In Jane Campion’s elegant adaptation of Thomas Savage’s novel The Power of the Dog, nature is an instrument of both wonder and violence. In 1925, the wealthy Burbank brothers, George (Jesse Plemons) and Phil (Benedict Cumberbatch), run a Montana cattle ranch. The intellectually dull George meekly endures the aggressive bluster of his Yale-educated but pointedly crude brother. (“Too stupid to go to college,” Phil barks at him at one point.) Their lives revolve around livestock and scruffy male company, seemingly stripped of finer pleasures, until George marries Rose (Kirsten Dunst), the homely widowed proprietress of a nearby inn. Rose and her son Peter (Kodi Smit-McPhee) settle at the Burbank estate, prompting Phil’s scorn.

From The Power of the Dog

The audacity of the original book comes from Savage combining a heated sibling rivalry, an illicit love story, the Western myths of male virility, and a murder mystery all within its slim pages. The earnest and disarming George aside, most of the characters carefully guard secrets in their chests. Phil performs abrasive masculinity to overcompensate for his buried desire for men. But his brutal ridicule of Peter evolves from abuse to mentorship, in a silent acknowledgment of their shared queerness. Campion handles such psychological denseness with virtuoso control, often whittling scenes to snippets of emotion and innuendo. Particularly gripping are Plemons’s sense of dogged but quiet resilience and Dunst’s protective hypersensitiveness.

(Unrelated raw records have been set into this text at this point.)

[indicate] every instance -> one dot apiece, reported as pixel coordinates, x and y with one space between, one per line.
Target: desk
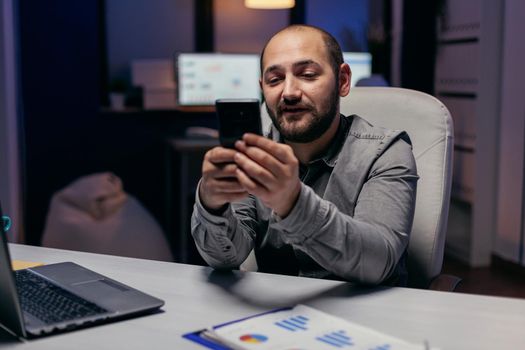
198 296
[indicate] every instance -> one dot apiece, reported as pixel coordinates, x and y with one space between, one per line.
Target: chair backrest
429 125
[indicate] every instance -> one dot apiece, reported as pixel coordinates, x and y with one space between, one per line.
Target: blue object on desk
7 222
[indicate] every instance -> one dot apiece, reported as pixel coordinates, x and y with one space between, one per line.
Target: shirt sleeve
367 246
224 241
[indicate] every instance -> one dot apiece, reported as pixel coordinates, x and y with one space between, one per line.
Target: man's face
299 85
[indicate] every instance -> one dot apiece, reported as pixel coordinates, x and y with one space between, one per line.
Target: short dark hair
335 54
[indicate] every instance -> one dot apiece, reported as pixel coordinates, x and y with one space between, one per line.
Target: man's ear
345 76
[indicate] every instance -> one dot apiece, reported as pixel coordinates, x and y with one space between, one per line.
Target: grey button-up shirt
351 221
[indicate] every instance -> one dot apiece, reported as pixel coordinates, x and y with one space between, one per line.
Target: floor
500 279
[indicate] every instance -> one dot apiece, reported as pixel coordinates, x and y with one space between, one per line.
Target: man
325 195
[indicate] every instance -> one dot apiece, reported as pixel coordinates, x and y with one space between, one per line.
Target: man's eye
273 80
309 75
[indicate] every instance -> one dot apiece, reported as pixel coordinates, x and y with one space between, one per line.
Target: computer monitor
203 78
360 63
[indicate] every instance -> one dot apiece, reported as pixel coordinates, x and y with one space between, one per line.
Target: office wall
143 29
509 242
346 20
244 30
10 194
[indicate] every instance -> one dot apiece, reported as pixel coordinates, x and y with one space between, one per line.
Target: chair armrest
445 283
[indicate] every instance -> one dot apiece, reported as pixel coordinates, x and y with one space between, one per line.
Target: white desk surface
198 296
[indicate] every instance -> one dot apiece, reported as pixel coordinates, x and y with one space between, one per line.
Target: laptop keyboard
50 303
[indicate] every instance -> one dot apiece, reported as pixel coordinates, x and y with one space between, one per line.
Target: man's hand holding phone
268 170
219 183
247 162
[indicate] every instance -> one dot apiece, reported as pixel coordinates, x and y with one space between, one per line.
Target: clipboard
199 336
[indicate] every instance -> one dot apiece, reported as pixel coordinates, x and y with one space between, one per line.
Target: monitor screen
204 77
360 64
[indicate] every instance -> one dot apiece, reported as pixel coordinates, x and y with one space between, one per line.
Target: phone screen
237 117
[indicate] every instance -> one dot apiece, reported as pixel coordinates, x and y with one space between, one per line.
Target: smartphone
237 117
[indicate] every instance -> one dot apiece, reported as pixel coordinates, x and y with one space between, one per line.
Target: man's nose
291 90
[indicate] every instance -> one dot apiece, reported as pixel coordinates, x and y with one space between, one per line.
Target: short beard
319 123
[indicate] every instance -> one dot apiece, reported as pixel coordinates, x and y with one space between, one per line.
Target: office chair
429 125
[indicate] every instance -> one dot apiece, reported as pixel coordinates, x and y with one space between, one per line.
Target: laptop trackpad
103 287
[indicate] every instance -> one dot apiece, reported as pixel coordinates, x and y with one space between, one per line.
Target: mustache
282 106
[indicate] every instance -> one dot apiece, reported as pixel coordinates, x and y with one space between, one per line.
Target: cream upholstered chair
429 125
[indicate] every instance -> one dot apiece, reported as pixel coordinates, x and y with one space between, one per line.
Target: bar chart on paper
303 327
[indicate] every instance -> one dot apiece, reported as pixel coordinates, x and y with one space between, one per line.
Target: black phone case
237 117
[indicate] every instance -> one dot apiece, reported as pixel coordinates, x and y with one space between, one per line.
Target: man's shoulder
363 129
365 138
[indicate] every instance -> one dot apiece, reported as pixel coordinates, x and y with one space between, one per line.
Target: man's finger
219 155
281 152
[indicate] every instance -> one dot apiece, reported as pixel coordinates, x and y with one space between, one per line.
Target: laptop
60 297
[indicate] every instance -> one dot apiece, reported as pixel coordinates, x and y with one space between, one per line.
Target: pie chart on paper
253 338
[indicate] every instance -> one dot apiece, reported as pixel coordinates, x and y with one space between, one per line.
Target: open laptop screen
360 63
203 78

The film contrasts tenderness and brutality in its many scenes involving animals. In one sequence, Rose tenderly embraces a frightened rabbit that Peter brings into the house. A cook’s helper innocently brings a carrot to feed the creature, only to find Peter dissecting its body as part of his studies for his medical degree, hinting that he has more “grit” than one may suspect. Similarly, Phil refuses to cover his hands when castrating a bull. Gloves are an operative metaphor, in fact. Rose caresses a pair of soft leather gloves. Peter uses his own set of gloves strategically. The story pits the defensive against the insensitive, and it’s not always those who fight with “gloves off” who are the most ruthless.

From The Power of the Dog

The measuredly paced direction and Ari Wagner’s airy cinematography marry the characters’ hidden anguish to the stoicism of the Montana landscape. Campion often slows down the telling to punctuate the imagery with stunning surveys of the mountains, sometimes glimpsed from the indoors through windows and doorways, suggesting limited points of view. It’s a delicious game till the very end, which casts all of Peter’s interactions with Phil in an entirely new light. It becomes clear that whether you’re showing pictures of a steely vista or telling a tale, framing is everything.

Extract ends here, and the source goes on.